Let me say first, I love the American Deep South, having lived there in the past. Despite the stereotypes, my overall impression is one of wonderful people. Were I to settle permanently in the United States (which I do not plan to do!), the Deep South would be one of the locations I would consider.
But, like everywhere in the world, there are problems, too. Alabama has historically been a crucible of the Civil Rights movement; and now another issue has arisen there: Parental Rights. 50 miles west of Selma lies Demopolis, where the Black Warrior River joins the Tombigbee. There, a case of a child being paddled in school sparked a mother's crusade. The basic story may be seen on the ABC News website, dated 8 November, 2002, but the events happened much earlier than that.
According to the news story, young Jonathan Curtis was paddled at school for picking his nose, and subsequently, bruises appeared which prompted his mother, Michaela Curtis, to take him to the hospital. There, she was told by a police officer that, if she had herself caused such bruises, the boy would probably have been taken from her custody. Seems a straightforward case of child abuse, right? The problem is that, in Alabama, schools are exempt from the child abuse laws, so that there was no legal action possible against Jonathan's school. The school superintendant, Wesley Hill, said that "A child can be spanked even after the parent expressly refuses to consent. It's not an opt-out system."
I wanted to find out more about what really happened, because it seemed to me this was a violation of parental rights. So, on 4 December, 2002, I placed a telephone call to Mrs. Curtis, who had agreed to speak with me. The following is the information revealed in that conversation.
According to Mrs.
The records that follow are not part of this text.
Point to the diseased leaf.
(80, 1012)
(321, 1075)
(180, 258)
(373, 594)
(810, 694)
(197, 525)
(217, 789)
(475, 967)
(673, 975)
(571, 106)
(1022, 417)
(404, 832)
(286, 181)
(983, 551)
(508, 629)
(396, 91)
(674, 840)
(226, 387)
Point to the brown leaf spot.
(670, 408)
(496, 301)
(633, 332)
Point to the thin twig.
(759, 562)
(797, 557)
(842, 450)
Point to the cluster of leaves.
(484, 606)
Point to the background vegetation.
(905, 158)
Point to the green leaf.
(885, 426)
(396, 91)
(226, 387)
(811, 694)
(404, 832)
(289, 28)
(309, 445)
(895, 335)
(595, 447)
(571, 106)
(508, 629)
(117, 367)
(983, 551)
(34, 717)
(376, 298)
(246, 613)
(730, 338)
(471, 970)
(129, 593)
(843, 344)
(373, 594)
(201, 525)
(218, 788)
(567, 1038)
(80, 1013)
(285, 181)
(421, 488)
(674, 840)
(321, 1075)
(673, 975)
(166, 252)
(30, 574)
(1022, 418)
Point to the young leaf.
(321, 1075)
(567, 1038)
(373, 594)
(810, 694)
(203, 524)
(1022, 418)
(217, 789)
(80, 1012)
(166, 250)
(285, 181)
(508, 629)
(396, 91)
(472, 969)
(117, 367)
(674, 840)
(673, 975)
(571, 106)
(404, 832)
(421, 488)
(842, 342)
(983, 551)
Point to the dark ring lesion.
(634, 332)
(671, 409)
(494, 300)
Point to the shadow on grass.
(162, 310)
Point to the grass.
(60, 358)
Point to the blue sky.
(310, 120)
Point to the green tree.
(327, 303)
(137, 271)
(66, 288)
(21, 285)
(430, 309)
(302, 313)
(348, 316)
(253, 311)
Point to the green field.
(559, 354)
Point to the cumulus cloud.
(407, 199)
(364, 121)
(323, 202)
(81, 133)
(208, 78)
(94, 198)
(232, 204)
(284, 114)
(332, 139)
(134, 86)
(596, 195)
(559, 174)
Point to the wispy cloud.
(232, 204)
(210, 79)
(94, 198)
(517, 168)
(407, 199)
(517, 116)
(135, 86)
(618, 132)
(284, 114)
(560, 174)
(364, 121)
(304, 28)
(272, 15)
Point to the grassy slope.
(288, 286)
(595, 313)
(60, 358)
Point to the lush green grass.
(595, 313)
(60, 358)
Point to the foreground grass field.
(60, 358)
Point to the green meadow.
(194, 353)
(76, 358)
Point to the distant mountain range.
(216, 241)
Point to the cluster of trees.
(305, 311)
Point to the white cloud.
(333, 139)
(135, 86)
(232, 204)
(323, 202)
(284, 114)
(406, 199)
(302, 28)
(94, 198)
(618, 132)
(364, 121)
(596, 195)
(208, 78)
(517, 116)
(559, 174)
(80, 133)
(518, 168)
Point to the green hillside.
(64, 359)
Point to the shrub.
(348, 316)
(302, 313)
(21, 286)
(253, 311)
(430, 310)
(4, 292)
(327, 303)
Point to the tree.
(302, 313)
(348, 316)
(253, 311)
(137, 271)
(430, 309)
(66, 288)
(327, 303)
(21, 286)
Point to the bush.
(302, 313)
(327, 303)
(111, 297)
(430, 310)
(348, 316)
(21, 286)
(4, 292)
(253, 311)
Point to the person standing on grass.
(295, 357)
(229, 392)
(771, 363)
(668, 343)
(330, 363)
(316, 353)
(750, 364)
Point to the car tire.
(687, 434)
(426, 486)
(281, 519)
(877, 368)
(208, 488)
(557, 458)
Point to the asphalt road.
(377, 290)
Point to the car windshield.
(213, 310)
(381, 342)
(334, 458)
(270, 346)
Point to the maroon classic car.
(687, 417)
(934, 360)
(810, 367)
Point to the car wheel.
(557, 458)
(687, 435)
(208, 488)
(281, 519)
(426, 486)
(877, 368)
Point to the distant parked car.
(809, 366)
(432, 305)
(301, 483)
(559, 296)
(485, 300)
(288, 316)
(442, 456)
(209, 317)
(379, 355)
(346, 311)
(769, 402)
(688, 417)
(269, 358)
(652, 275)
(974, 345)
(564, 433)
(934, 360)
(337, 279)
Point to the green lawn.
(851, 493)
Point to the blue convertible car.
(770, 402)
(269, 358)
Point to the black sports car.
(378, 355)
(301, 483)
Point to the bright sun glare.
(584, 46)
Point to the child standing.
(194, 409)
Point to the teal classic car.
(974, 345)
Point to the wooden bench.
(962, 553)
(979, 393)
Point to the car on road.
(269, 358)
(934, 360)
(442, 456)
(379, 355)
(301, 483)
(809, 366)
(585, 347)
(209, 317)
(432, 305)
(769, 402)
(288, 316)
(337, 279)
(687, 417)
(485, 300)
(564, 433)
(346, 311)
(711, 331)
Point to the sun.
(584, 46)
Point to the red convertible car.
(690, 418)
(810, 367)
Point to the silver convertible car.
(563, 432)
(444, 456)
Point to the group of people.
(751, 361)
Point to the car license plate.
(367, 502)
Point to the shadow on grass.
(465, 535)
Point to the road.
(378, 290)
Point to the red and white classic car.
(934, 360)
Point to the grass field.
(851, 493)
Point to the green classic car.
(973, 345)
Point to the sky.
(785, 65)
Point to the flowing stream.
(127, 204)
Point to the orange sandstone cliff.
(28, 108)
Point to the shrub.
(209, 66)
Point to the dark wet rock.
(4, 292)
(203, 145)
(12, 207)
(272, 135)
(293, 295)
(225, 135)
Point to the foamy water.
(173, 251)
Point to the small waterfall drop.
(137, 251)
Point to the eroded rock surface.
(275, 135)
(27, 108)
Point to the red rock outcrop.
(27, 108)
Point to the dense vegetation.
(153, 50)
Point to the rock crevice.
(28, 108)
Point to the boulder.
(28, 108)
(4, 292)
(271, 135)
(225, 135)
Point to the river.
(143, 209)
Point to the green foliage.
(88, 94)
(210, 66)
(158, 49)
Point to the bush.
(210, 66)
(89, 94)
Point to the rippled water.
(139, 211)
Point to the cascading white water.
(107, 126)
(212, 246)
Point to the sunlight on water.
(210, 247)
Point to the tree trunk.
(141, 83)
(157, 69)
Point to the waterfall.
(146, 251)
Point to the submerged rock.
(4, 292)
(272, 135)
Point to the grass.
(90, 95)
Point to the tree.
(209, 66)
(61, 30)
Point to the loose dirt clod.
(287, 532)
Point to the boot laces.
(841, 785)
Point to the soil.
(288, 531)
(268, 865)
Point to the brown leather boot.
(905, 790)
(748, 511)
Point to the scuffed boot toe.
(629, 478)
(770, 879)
Curtis, who is a full-time mother, she recieved a telephone call from Jonathan's school on 26 March, 2001, in which she was told that her son was being rude and disruptive in the lunchroom, and also was picking his nose, and the school was requesting permission to administer a paddling of 3 swats. Mrs. Curtis was hesitant, but agreed to it. Jonathan was the youngest of her four children, and this was the first time she had been called about a problem.
When Jonathan arrived home, she also took away his television and other privileges that night, to reinforce the school's discpline; she was disturbed, though, that the discipline slip sent home with him mentioned only the nose-picking, none of the other behaviors the caller had mentioned. She felt it was disproportionate punishment, but thought no more of it. The next day, 28 March, there was no phone call, and Jonathan said nothing about any problems. That evening, however, bruises were discovered on Jonathan, and Mrs. Curtis took him to the hospital to be checked. As it turned out, he had been paddled again, this time without the school having notified her. He said he had been paddled 8 times, but the school would neither confirm nor deny this. And that was when Mrs. Curtis discovered that school personnel are indemnified against child abuse proceedings.
Alabama, like every state, has a legal definition of child abuse. Title 26 states that "permanent marks," "signs of injury," and/or psychological trauma all count as evidence of abuse. The bruises on Jonathan were considered "signs of injury," and therefore met the legal criteria. The problem is that Alabama also has another law, Title 16-28, which specifically exempts all school employees -- from the superintendant down to the custodian -- from liability for violations of Title 26. As a "side effect," Title 16-28 also means that teachers in Alabama are not required by law to report suspected child abuse, as teachers in every other state are.
Although paddling of students by school personnel is permitted by law in several states, all of these except Alabama have an opt-in/opt-out clause, meaning that the parents ultimately decide whether or not the school may paddle their children. Alabama is the exception: school employees may paddle students regardless of the parents' wishes, and not only in school, but on field trips and at school-sponsored extracurricular events.
Mrs. Curtis considers that her parental rights have been violated, and has sent out letters and telephone calls about this to various organizations. As of this writing, it is now nearly two years later, and still she has had no real follow-up. She says that most organizations see the issue as "all or nothing." Exactly what this means, I am not entirely sure, but it seems to be that most "parents' rights" organizations are also in favor of physical punishment, and do not see that the two can be not only separate, but even opposite in some cases. Mrs. Curtis feels that the trust between family and school was betrayed -- she sees discipline as a collaboration between parent and teacher, and had specified that she wanted to be contacted before any paddling was given. They failed to do that on the second occasion.
Mrs. Curtis is not interested in taking away a parent's right to discipline -- she is a parent herself. Nor is she interested in defining what is discipline vs. abuse -- she believes that Title 26 has already done that. But, as she said, "If we have defined child abuse, why should it only apply to those who are not teachers?" All she asks is that the existing standard be applied to everybody, instead of indemnifying some subset of the population. Thus, she wants Title 16-28 repealed.
The response of "parents' rights" groups to this case, will reveal much about their true motives and agenda. Are they truly interested in protecting parents' rights? Or is that just a cover for what is essentially just a pro-spanking agenda? Time will tell.